それでも離婚という選択に元妻が踏み切ったのは、ただ単に私の説得が届かなかったとかそういうことだけではなく、己が夢のかわいさに私が消せずにいた選択肢の存在を見透かしたからだろう。「女の勘は鋭い」というのも、まさにこのことだと思う。
子供ができた時、母は強くなるのだとしたら、父は弱くなるんだと思う。より表現を正確にするとしたら、父になることによって、男は弱くなってしまうのだろう。それは身体的にではなく、精神的に。
そしてその強弱の凸凹を補い合うことによって、「夫婦」は「家族」と成るのだろう。男にとっては、これが家庭を持つ、ということになる。
『ファンタスティック・フォー ファースト・ステップ』では、このようなことを私は感じた。
そもそもチームに夫婦が居て、義兄弟が居て、父親より育児の素質がある頼れる親友が居る。アメリカン・コミックスの歴史上、初めて家族で戦うヒーローであった彼らの映画は幾度となく製作されたが、そのどれよりも暖かい映画だった。
地球を滅ぼさんとする存在に究極の選択を突きつけられたメンバー達が最後まで諦めない中で、父親となった天才の脳裏にはどうしても合理的な選択肢が消せない。一連のシークエンスでは思わず目を逸らしそうになってしまった。
そうなってしまった男にとって、母親となった妻の強さは理解を超えている。そして、理解できないものを人は恐怖してしまう。私は理解しようとしがみついたが、結果振り落とされた。今作の父親は違う。絶対に諦めない。最悪の選択肢から逃れるために、どんどん弱くなる。そしてその弱さをチームで、いや、地球全体で補い合う。できることを、やれることを、できる範囲で一生懸命に取り組む。
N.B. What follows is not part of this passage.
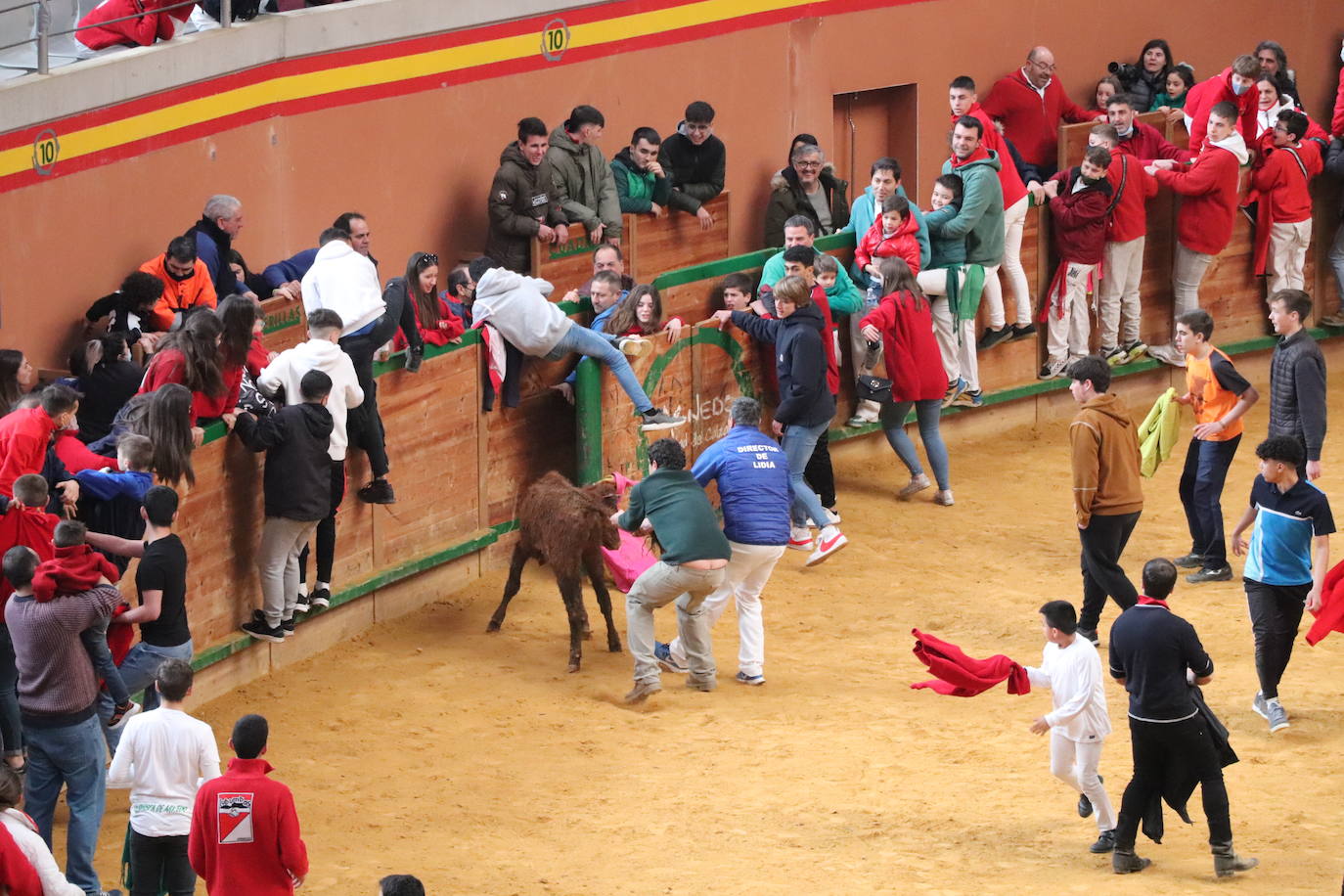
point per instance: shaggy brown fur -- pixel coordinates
(564, 527)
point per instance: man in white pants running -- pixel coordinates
(753, 478)
(1078, 724)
時代設定が現代であれば、今作のような作戦は有り得なかっただろう。まだ人と人が信じ合うことに対してシンプルに向き合えた時代だからこそ、荒唐無稽なものを受け入れることができる。レトロフューチャーなデザインなどが魅力的に描かれていたが、私はそんな世界で暮らす人々が、国とか人種とかを越えて「家族」のようであった今作が、素敵に感じてたまらない。
どうしてなのだろう。ない知恵絞って考えたが、どうしてもこの結論に行き着く。
我が子というのは、あるいは罪なき命を守りたいという心は、どんなスーパーパワーにも勝る。